Lord Brougham long ago pointed out, in his “Life of Voltaire,” that the great French heretic was not guilty of blasphemy, as his enemies alleged; since he had no belief in the actual existence of the god he dissected, analysed and laughed at.

Mr. Ruskin very eloquently defends Byron from the same charge. In “Cain,” and elsewhere, the great poet does not impeach God; he merely impeaches the orthodox creed. We may sum up the whole matter briefly. No man satirises the god he believes in, and no man believes in the god he satirises.

We shall not, therefore, be deterred by the cry of “blasphemy,” which is exactly what the Jewish priests shouted against Jesus Christ.
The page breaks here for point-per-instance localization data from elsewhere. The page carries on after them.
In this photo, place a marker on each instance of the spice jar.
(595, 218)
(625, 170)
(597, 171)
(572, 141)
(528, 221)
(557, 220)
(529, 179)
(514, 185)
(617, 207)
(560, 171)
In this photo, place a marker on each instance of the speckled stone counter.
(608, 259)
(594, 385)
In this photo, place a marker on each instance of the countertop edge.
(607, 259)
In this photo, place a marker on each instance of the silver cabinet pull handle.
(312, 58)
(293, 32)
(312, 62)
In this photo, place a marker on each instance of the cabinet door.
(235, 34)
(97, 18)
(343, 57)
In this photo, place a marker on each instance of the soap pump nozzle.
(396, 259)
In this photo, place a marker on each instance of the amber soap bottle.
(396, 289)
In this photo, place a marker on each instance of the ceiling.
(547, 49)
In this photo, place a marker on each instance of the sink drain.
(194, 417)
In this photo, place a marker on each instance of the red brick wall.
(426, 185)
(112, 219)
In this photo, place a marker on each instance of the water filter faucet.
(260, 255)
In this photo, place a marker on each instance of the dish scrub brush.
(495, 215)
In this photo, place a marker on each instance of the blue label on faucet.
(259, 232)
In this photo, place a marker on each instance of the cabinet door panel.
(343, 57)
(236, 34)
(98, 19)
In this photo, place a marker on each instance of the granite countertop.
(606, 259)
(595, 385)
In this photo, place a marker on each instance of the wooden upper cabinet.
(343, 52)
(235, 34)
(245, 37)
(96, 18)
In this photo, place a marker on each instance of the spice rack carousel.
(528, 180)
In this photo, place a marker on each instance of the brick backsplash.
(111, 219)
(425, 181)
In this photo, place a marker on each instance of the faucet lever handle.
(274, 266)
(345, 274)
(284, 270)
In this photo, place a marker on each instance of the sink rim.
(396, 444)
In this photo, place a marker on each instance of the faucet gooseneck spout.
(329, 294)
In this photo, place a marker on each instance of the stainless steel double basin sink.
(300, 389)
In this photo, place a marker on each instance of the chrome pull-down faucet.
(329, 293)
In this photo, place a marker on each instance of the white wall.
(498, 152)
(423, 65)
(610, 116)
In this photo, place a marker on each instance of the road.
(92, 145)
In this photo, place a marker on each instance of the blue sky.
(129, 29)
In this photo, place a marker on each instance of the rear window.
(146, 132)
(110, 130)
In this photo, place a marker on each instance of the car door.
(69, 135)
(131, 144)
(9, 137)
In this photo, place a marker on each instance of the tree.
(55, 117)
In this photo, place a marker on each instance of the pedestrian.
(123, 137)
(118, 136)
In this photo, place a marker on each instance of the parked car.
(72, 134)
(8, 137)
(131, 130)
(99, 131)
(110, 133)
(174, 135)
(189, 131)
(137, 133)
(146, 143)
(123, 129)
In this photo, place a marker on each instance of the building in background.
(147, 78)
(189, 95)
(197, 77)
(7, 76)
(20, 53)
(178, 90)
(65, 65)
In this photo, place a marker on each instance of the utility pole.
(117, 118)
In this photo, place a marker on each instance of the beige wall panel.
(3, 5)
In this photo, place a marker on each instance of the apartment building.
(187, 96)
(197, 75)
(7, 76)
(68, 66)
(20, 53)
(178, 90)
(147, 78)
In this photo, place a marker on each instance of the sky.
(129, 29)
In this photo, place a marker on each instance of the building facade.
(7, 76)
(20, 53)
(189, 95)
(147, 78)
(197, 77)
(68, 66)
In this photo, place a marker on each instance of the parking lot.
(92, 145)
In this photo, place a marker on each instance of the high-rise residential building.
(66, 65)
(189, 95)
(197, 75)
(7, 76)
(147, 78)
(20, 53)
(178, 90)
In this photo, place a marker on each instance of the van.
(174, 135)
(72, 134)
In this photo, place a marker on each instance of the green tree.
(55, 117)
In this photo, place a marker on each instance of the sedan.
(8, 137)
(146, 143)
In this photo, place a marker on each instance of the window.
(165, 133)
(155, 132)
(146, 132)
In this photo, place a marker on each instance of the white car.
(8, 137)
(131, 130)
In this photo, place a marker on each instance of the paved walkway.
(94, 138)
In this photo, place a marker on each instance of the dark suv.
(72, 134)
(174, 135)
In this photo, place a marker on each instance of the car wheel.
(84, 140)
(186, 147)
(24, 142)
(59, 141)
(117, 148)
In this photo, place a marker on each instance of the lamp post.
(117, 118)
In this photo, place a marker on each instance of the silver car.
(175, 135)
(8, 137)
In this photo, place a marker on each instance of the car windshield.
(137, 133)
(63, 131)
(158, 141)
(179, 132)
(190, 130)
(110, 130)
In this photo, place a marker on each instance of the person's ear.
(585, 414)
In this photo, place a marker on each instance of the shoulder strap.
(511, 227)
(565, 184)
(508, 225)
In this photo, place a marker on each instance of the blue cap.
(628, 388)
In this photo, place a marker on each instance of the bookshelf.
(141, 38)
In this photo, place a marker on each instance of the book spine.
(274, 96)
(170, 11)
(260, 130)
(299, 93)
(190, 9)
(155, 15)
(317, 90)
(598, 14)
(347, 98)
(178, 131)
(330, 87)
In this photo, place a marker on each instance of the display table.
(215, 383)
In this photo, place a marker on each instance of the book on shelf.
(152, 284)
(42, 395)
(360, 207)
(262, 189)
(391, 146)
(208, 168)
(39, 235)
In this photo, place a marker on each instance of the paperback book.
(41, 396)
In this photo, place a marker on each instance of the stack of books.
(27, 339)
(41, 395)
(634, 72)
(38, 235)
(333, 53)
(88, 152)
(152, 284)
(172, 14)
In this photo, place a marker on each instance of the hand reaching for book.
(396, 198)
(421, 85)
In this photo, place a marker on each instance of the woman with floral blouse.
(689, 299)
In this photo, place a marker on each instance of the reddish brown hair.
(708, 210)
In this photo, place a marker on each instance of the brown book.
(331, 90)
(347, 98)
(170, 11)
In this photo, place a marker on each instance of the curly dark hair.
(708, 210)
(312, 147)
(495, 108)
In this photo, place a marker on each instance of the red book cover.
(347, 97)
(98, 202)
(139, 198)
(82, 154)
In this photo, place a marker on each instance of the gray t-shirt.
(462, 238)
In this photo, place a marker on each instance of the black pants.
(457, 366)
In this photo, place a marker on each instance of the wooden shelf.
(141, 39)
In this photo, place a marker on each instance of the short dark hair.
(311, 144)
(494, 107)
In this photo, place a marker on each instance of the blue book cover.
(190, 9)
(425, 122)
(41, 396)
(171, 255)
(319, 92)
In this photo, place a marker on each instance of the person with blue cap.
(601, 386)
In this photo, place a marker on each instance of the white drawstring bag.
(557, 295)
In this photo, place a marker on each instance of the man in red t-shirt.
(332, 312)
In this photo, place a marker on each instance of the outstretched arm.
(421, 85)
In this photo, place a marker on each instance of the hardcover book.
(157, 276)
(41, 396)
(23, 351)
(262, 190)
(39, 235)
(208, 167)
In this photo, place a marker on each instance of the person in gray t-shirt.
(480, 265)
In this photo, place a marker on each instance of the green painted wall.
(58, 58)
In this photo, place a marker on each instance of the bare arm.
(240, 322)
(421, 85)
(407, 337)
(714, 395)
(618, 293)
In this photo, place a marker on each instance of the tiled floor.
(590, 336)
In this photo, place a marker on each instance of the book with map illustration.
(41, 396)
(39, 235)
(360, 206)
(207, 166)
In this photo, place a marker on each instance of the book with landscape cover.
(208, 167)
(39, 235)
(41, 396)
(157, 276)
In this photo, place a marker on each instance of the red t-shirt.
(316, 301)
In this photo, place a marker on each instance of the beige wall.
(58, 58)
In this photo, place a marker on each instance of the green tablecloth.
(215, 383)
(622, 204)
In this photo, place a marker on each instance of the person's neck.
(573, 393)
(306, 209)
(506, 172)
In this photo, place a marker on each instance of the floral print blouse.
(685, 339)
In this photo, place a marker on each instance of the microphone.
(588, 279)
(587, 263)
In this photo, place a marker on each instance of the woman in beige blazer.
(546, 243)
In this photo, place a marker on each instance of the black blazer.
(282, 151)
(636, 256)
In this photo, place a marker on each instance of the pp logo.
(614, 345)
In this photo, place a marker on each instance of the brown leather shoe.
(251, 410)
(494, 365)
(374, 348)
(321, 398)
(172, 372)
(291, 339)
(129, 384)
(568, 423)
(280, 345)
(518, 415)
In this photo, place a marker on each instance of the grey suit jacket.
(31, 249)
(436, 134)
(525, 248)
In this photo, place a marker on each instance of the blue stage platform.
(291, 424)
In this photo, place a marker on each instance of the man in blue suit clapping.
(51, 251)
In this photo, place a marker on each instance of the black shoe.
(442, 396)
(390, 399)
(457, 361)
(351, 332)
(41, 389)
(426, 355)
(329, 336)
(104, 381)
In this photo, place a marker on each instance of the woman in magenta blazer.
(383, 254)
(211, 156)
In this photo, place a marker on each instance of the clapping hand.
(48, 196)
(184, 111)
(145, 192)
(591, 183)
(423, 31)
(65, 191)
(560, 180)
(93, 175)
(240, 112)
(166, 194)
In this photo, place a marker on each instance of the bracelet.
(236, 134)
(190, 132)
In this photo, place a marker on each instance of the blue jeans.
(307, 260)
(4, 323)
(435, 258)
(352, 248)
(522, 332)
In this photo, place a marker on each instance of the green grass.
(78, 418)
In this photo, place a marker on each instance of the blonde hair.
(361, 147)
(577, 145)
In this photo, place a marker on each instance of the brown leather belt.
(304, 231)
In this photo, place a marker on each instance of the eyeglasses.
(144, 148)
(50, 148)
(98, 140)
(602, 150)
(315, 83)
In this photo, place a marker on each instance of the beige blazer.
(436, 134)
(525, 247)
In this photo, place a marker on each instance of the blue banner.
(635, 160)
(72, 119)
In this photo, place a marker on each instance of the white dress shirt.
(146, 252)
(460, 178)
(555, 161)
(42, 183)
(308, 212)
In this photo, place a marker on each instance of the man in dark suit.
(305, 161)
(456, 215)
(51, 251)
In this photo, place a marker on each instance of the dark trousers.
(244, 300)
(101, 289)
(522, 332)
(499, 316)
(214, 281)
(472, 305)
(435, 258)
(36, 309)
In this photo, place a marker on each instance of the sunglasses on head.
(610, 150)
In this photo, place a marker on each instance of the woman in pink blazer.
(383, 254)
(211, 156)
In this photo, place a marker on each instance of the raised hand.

If there is a God, he cannot be half so stupid and malignant as the Bible declares. In destroying the counterfeit we do not harm the reality. And as it is better, in the words of Plutarch, to have no notion of the gods than to have notions which dishonor them, we are satisfied that the Lord (if he exist) will never burn us in hell for denying a few lies told in his name.
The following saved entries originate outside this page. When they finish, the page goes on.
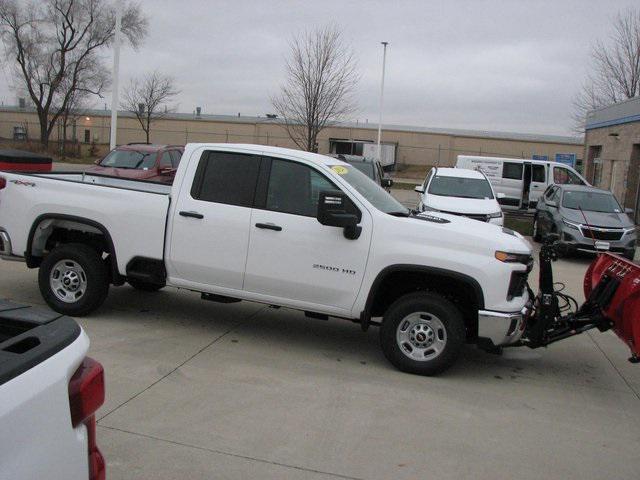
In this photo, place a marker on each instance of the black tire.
(446, 313)
(96, 278)
(537, 236)
(144, 286)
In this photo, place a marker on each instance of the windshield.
(374, 193)
(366, 168)
(129, 159)
(460, 187)
(591, 202)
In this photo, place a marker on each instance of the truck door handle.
(191, 215)
(269, 226)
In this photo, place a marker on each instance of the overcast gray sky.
(493, 65)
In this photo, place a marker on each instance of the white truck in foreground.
(280, 227)
(49, 392)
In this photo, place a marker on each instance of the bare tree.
(318, 91)
(615, 74)
(147, 98)
(56, 47)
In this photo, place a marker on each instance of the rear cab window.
(226, 177)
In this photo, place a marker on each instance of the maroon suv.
(141, 161)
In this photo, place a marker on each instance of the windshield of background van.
(460, 187)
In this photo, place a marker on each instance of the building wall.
(619, 160)
(412, 148)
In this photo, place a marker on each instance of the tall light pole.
(384, 61)
(116, 73)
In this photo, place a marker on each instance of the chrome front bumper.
(501, 328)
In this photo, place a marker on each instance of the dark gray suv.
(586, 218)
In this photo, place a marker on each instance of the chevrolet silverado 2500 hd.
(49, 392)
(276, 226)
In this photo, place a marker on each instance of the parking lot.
(204, 390)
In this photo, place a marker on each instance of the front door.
(292, 257)
(538, 183)
(211, 223)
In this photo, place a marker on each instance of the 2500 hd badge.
(334, 269)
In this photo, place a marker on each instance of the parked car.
(281, 227)
(521, 181)
(49, 393)
(141, 161)
(459, 191)
(22, 161)
(371, 168)
(586, 218)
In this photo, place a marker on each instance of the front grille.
(517, 285)
(602, 234)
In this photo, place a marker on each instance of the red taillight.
(86, 395)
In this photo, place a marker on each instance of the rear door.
(511, 184)
(538, 183)
(292, 258)
(211, 223)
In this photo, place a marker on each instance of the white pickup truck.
(49, 392)
(281, 227)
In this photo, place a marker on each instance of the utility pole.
(384, 61)
(115, 73)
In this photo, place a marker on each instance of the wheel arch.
(400, 279)
(88, 226)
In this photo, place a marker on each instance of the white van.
(521, 181)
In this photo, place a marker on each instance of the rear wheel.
(144, 286)
(73, 279)
(422, 333)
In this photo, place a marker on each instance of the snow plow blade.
(612, 284)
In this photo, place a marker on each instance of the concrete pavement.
(203, 390)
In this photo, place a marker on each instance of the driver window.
(563, 176)
(165, 160)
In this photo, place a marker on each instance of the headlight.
(575, 226)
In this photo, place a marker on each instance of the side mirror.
(335, 209)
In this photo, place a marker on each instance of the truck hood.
(471, 235)
(597, 219)
(461, 205)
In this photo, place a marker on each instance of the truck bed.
(29, 336)
(133, 212)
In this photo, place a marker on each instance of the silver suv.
(586, 218)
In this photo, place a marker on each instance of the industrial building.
(403, 145)
(612, 151)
The real blasphemers are those who believe in God and blacken his character; who credit him with less knowledge than a child, and less intelligence than an idiot; who make him quibble, deceive, and lie; who represent him as indecent, cruel, and revengeful; who give him the heart of a savage and the brain of a fool. These are the blasphemers.

When the priest steps between husband and wife, with the name of God on his lips, he blasphemes. When, in the name of God, he resists education and science, he blasphemes. When, in the name of God, he opposes freedom of thought and liberty of conscience, he blasphemes. When, in the name of God, he robs, tortures, and kills those who differ from him, he blasphemes.

When, in the name of God, he opposes the equal rights of all, he blasphemes. When, in the name of God, he preaches content to the poor and oppressed, flatters the rich and powerful, and makes religious tyranny the handmaiden of political privilege, he blasphemes. And when he takes the Bible in his hand, and says it was written by the inspiration of God, he blasphemes almost beyond forgiveness.

Who are the blasphemers? Not we who preach freedom and progress for all men; but those who try to bind the world with chains of dogma, and to burden it, in God’s name, with all the foul superstitions of its ignorant past.